Our Story: Meet the Practice

Fairhope Pediatrics has been caring for children in Baldwin County, Alabama, for more than 12 years and takes pride in providing personalized, whole-child pediatric care in a warm, welcoming environment. The team at Fairhope Pediatrics works closely with patients and families to make every visit a positive one.

Dr. Skinner, the founder of Fairhope Pediatrics, was raised in Fairhope, Alabama, and dreamed of one day starting a business in her hometown. Following her residency at Florida State University – Sacred Heart, Dr. Skinner moved back to Baldwin County and opened her independent practice in 2009.

Dr. Skinner’s practice began with setting the foundation to strive for excellence and commit to forming long-lasting relationships with all patients and families. At Fairhope Pediatrics, the foothold is set to personalized care, realizing each patient and family is unique and treatments don’t always take a one-size-fits-all approach. Therefore, each treatment plan is tailored to the specific patient and family.

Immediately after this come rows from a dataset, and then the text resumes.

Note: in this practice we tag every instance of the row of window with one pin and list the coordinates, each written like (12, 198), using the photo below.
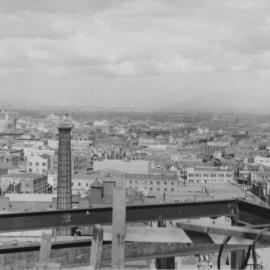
(211, 175)
(31, 170)
(207, 181)
(37, 164)
(157, 189)
(151, 182)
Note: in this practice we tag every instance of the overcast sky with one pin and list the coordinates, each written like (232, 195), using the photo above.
(175, 55)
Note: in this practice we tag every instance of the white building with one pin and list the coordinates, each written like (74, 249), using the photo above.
(262, 160)
(130, 166)
(209, 175)
(38, 164)
(3, 121)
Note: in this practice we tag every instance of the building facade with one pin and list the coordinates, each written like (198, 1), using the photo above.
(209, 175)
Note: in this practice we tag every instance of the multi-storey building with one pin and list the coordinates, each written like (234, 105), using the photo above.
(29, 182)
(39, 164)
(209, 175)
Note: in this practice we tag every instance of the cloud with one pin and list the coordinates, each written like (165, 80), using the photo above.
(50, 42)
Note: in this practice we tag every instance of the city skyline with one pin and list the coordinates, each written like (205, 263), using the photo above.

“We treat your kids the way we would want our kids to be treated,” states Dr. Skinner. “Our team knows the importance of partnering with parents and families to give them the knowledge, care, and reassurance they need for their children and adolescents’ healthcare.”

As president of the Alabama Chapter of the American Academy of Pediatrics (AAP), Dr. Skinner advocates for children and pediatricians at the local, state, and national level. She enjoys attending and speaking at events across the nation to other pediatricians about ways to provide high-quality care while streamlining office efficiency and improving work-life balance. She is also the founder of Women in Pediatrics, an organization focused on supporting the needs of female pediatricians.

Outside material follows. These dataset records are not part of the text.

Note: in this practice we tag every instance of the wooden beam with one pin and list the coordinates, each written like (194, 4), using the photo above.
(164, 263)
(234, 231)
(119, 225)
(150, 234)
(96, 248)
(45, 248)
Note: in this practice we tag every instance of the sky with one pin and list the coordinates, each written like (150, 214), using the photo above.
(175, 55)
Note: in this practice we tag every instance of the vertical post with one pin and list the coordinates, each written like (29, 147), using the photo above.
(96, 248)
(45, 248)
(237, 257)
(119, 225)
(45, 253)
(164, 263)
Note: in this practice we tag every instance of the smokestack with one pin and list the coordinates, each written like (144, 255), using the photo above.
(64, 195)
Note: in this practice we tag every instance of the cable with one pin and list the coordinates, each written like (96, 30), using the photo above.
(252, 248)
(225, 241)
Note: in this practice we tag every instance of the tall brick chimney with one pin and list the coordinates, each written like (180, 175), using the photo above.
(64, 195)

As a heath care administrator, Fairhope Pediatrics has been recognized by the National Committee of Quality Assurance (NCQA) for being a patient-centered medical home that puts patients at the forefront of care. By using this model, clinical care teams build better relationships with patients. The NCQA seal is a widely recognized symbol of quality and is a reliable indicator that a medical practice is well-managed and delivers high-quality services. As a pediatric office, Fairhope Pediatrics is honored to be recognized by the NCQA for values and care implemented each day.

When the office opened in 2009, the practice saw 12 patients in its first day. To date, the pediatrician’s office has grown to see an average of 80 patients per day, with two clinicians seeing about 30 patients each and nurses seeing about 10 – 20 patients of their own. Fairhope Pediatrics has grown from a practice of two employees, to now 18 made up of Dr. Skinner, two mid-level providers, a practice administrator, and fourteen support staff members who help care for thousands of patients. Fairhope Pediatrics offers the full spectrum of pediatric health care services to newborn babies, children, and adolescents through their college years.

Through close collaboration between staff, patients, and families, Fairhope Pediatrics strives to make every experience a safe and caring one. Looking to the future, the Fairhope Pediatrics team is working attentively to ensure all core values that originally built the infrastructure of the practice are aligned and flow together through all workspaces, employees, and patients.